Leftist leaders milk the Snowden affair for its propaganda value

Friday, July 12 -- In high dudgeon over his presidential plane being diverted from some European countries’ airspace last week, Bolivian President Evo Morales has summoned the leaders of Latin America to the Uruguayan capital on Friday for another session at which they can denounce U.S. diplomacy in the region.

The meeting in Montevideo has been called on the pretext of Morales having been unjustly suspected of trying to smuggle fugitive whistleblower Edward Snowden out of Moscow when he was returning July 2 to La Paz from a summit of gas exporters in Moscow. Claiming to have been informed that Snowden was on the Bolivian presidential plane, officials in France, Italy, Spain and Portugal reportedly failed to allow the plane to enter their airspace, forcing it to make a refueling stop in Austria.
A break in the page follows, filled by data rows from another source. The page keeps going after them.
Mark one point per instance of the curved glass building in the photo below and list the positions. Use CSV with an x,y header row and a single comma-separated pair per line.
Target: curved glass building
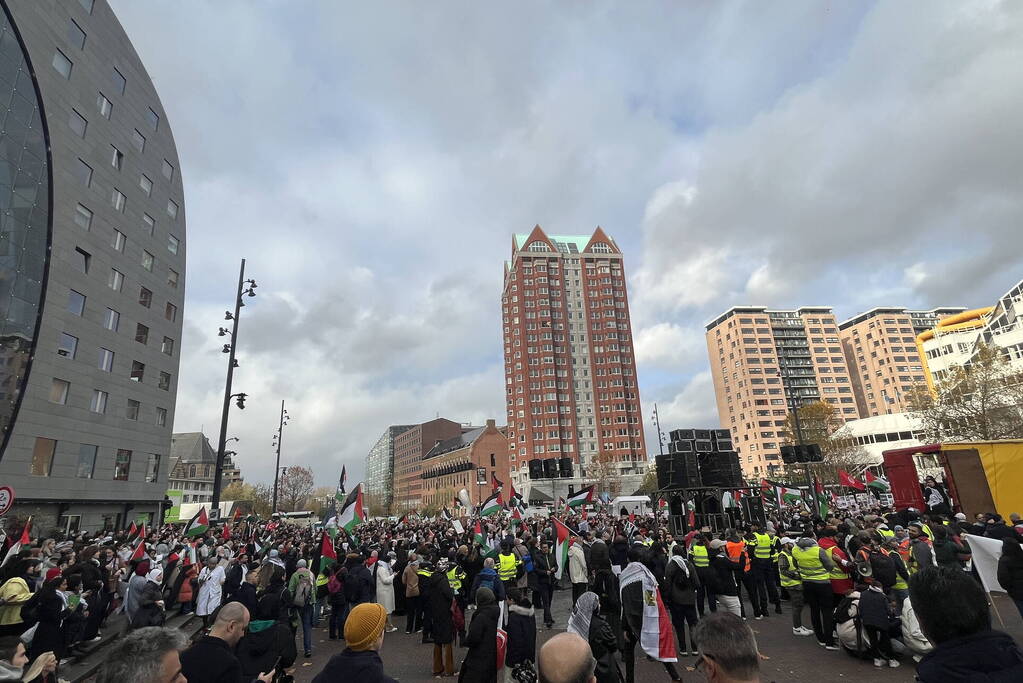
x,y
92,263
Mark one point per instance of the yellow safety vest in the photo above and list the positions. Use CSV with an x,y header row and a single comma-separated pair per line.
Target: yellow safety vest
x,y
762,548
507,566
790,582
809,564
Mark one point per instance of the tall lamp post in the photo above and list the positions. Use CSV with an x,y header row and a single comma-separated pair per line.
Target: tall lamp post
x,y
229,349
277,438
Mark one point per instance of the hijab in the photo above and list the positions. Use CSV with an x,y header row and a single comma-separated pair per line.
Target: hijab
x,y
582,612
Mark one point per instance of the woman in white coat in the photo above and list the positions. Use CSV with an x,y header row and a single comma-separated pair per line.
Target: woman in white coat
x,y
385,587
211,589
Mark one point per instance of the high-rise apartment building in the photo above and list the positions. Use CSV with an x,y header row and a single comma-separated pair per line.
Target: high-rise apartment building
x,y
880,347
570,371
765,362
92,264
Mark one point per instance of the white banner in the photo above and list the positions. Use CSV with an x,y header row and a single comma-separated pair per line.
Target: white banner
x,y
985,559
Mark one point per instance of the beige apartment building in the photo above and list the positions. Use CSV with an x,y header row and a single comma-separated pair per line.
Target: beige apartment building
x,y
880,347
763,363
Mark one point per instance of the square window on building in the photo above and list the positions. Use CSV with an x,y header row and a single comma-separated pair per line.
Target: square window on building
x,y
98,404
105,360
68,346
61,63
84,173
104,106
83,217
58,392
75,35
116,280
42,457
112,320
78,124
81,259
122,465
86,461
76,302
120,83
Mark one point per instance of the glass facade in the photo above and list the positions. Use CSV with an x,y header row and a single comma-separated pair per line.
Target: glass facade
x,y
25,220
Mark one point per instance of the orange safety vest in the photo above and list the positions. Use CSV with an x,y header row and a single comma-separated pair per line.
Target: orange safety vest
x,y
737,551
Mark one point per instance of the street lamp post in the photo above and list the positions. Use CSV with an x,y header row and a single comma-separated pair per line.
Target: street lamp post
x,y
229,349
277,438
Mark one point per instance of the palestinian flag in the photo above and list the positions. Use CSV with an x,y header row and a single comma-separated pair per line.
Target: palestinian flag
x,y
352,512
580,497
491,505
847,481
20,543
562,542
327,554
198,524
877,483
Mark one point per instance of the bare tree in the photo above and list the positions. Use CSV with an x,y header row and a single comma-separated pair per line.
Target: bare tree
x,y
294,488
979,402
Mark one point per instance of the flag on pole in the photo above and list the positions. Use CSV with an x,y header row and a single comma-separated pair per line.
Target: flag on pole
x,y
198,524
580,497
20,543
352,512
491,505
847,481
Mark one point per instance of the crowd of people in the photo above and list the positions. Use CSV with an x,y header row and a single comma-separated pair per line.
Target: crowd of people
x,y
884,586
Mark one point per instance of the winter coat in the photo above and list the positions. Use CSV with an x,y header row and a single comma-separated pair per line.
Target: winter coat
x,y
481,638
522,635
263,644
989,655
363,667
439,597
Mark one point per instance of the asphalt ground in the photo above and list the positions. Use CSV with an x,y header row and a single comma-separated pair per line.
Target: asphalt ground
x,y
784,656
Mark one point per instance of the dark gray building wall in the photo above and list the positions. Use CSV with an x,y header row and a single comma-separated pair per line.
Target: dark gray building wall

Bolivian officials denied Snowden was in their custody.

The presidents of Argentina, Ecuador, Suriname, Uruguay and Venezuela met Thursday in the Bolivian highlands town of Cochabamba to vent their anger over the incident.

Morales said at that gathering that his government was pondering whether to close the U.S. Embassy in La Paz. “We don’t need the pretext of cooperation and diplomatic relations so they can come and spy on us,” Morales stated.

The presidents of Brazil, Chile, Colombia and Peru skipped the Cochabamba gathering. Whether they will be any more motivated to jump into the diplomatic fallout of the Snowden affair by traveling to Montevideo remained to be seen.